Staying in this safe heaven does not guarantee the best outcome. Once your hammer uses close to half of its hits to break a layer, we know that we are at a crossroads: either we don’t upgrade and safely and the game after a few layers, or we take a chance and upgrade the strength.

Both options are valid!. Especially when the hammer yield gets in the 80+ territory, not upgrading still allows us to continue for many layers, as you only use one more hit every 7 layers. Repairing the pick becomes increasingly difficult, but as long as you time things correctly you can progress a lot. And if your hammer deals like 200 hits, you can try going for enough more layers to get two more protections for the next adventure.

But, of course, if you want to go on you will need to upgrade unsafely once or twice.

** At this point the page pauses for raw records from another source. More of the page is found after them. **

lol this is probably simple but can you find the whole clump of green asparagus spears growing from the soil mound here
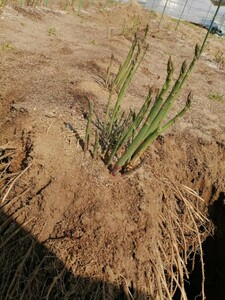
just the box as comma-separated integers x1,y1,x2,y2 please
84,7,221,175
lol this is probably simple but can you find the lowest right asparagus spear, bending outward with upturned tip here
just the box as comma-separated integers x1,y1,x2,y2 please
131,93,192,165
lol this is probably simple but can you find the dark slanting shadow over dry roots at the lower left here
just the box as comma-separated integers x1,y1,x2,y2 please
0,213,146,300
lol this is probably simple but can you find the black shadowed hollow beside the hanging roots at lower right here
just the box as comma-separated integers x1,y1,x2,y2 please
187,192,225,300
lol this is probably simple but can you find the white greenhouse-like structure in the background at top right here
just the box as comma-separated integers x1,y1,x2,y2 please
145,0,225,26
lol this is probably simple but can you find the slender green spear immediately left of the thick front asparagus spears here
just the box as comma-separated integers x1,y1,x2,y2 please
107,89,152,166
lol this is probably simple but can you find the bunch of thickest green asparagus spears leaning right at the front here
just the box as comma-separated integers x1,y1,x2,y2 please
112,45,199,175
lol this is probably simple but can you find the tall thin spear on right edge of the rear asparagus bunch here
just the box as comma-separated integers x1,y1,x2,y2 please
108,45,148,135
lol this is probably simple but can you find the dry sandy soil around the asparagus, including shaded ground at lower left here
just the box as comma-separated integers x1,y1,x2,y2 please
0,1,225,299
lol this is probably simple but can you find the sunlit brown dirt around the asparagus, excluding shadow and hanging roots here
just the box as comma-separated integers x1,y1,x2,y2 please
0,3,225,299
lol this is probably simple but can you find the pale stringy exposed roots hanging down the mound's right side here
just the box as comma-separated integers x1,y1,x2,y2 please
149,180,212,300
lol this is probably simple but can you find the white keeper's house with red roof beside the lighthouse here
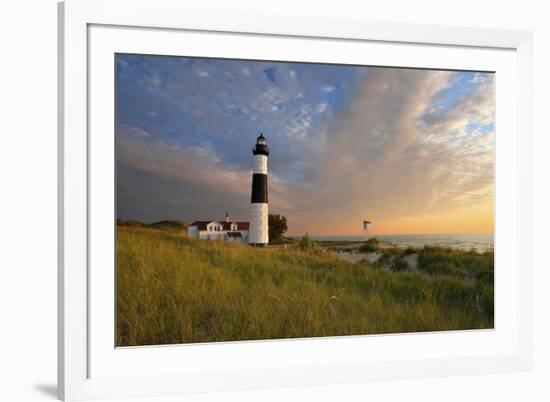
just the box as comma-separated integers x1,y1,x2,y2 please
187,214,250,243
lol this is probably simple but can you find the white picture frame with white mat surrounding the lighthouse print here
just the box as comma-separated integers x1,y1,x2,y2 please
58,0,532,400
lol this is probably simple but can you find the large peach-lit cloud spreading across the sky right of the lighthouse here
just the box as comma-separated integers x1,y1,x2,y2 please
270,69,494,233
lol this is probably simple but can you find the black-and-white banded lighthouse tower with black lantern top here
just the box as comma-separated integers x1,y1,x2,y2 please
248,134,269,247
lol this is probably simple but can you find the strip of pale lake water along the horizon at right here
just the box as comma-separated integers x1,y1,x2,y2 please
290,233,494,251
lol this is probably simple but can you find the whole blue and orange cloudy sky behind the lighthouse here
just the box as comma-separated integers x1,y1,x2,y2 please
116,54,495,235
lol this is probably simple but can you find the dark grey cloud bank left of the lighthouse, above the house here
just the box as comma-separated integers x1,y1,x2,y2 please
117,128,250,222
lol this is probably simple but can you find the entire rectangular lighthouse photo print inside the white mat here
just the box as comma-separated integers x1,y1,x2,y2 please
114,54,495,346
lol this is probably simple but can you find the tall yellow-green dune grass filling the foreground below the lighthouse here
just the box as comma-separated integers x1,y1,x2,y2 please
116,226,493,346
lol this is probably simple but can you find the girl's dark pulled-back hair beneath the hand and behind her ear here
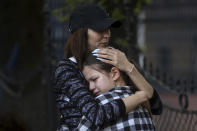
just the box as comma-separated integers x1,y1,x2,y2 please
83,54,133,86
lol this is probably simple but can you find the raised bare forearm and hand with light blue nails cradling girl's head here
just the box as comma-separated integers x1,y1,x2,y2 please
93,48,154,99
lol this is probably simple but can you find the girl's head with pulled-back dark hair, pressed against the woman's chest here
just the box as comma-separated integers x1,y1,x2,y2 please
83,55,129,95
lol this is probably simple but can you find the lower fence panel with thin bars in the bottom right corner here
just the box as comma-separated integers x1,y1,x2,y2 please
153,104,197,131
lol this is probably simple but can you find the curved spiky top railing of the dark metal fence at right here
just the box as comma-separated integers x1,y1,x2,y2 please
142,55,197,94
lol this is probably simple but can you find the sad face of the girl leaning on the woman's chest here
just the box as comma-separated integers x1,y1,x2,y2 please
83,66,115,96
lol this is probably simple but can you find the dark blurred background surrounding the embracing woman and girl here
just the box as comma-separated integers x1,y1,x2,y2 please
0,0,197,131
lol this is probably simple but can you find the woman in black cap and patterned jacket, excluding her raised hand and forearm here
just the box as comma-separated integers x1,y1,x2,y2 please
55,4,162,130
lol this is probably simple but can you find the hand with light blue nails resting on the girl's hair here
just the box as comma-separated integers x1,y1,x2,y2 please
93,48,133,72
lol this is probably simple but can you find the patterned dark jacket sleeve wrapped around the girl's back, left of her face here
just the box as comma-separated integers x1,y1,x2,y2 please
55,63,126,127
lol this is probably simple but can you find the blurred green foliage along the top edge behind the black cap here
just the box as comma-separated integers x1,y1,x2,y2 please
53,0,152,22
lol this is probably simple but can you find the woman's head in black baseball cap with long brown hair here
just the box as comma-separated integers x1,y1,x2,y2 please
65,3,121,68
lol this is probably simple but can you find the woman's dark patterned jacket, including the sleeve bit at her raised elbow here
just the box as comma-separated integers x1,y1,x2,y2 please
54,59,162,130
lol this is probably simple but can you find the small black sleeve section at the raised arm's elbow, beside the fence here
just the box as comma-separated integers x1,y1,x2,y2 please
149,89,163,115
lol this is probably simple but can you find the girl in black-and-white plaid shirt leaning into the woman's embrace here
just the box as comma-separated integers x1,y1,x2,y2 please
78,55,160,131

Once you do that, it will be hard to keep track of everything at the same time, but it is definitely a worthy challenge. Getting more protections and reaching new record depths (increasing the tools max health forever) will help in the future.

If you are particularly careful and lucky, you might even upgrade two or three times before going over the boundary.

That said, getting a lot of protections from other parts of the game, and then using them to upgrade the strength a lot, is a more efficient way to get to high layers. It can be a waste of resources thought!

Modding

In case you are considering downloading the IdleBank Alpha source code and hosting your own version of the game, you might want to mod Ore Miner to make it easier or harder (changing prizes accordingly, perhaps!)

As we have seen in this guide, there are subtle parameters that can drastically change the experience.